Porque o grafismo, a luta que se adivinha por baixo das placas de cor,
é que implanta e define o quadro, o envolvimento das formas, a
continuidade das formas, a continuidade das linhas que separam e unem,
que atraem e repelem num duplo desenho interno e externo de figuras que
são uma e várias, que são um todo e ao mesmo tempo
uma parte, que resvalam, contorcem-se, entredevoram-se e renascem, côncavo-convexas,
envolventes –
envolvidas, cujo volume a cor plana não consegue esconder, nem
o tratamento esteticizante chega a anular ou manter na frigidez estática
de recortes inanimados. Nota-se um parentesco com Tarsila do Amaral, a
Escola de Paris vertida para brasileiro, sendo que no caso não
há uma preocupação de abrasileiramento, mas de transposição
para o próprio folclore da pintora, embora se encontre um mesmo
gosto pelas formas moles, a que não falta uma forte dose de animismo
e bestialidade no sentido estrito de ambas as palavras: Animismo, atribuir
a todos os seres da natureza uma ou várias almas; Bestialidade,
prática de altos libidinosos com os animais. Sendo que essa libidinosidade
se estende também a todos os seres da natureza, uma osmose de que
cada quadro procura ser a apoteose, o canto geral, em que toda a superfície
da tela procura fundir-se.
Toda a tela, não. É verdade que há sempre em todos
os quadros uma idéia de terra, de onde as figuras partem ou surgem,
e não onde assentam ou se apóiam, e uma idéia de
céu, de espaço vazio por trás das figuras, de pano
de fundo, mas que a pintora vem tentando eliminar, seja por meio de cores,
ora na figura ora no que seria o fundo, ou por meio de grafismo em cima
das cores.
O fato de as figuras partirem da barra horizontal inferior do quadro,
como se fosse do chão, me pareceu a princípio um meio descoberto
e utilizado sistematicamente para “barrar” o espectador, para
conservá-lo à distancia e também para dar monumentalidade
ao quadro, como se as figuras fossem vistas de baixo e de longe. Mas sinto
que a pintora transfere para nós uma parte de nós mesmos
que continua dentro do quadro. Olhamos as figuras com um corte na base
como se dali para cá o nosso corpo continuasse, ou melhor dito,
como se estivéssemos mergulhados na nossa própria anatomia,
como se, por exemplo, olhássemos para nossas pernas ou para o nosso
estômago. E o plano de fundo dá mais idéia de campânula
que se fecha sobre nós, como a vista a partir de dentro de um ovo
ou útero, do que a de campo aberto e distante, a plena luz.

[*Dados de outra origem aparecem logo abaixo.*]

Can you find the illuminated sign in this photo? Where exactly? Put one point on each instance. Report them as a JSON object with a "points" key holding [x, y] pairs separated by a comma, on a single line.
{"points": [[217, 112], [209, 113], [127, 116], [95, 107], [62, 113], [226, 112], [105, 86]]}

Essa sua viagem está apenas iniciada, embora bem adentrada, e já
de uma etapa a outra, ou seja, de uma sala a outra, de acordo com a arrumação
das telas nesta exposição do Museu de Arte de Olinda, muita
bagagem já foi deixada de lado ou consumida. Mas o “ethos”
e o “pathos” continuam os mesmos, agora lançados apenas
com maior brio, mais sinteticamente e ao mesmo tempo mais aprofundados,
especializados numa temática mais restrita, e que ao mesmo tempo
é uma abertura para novos horizontes.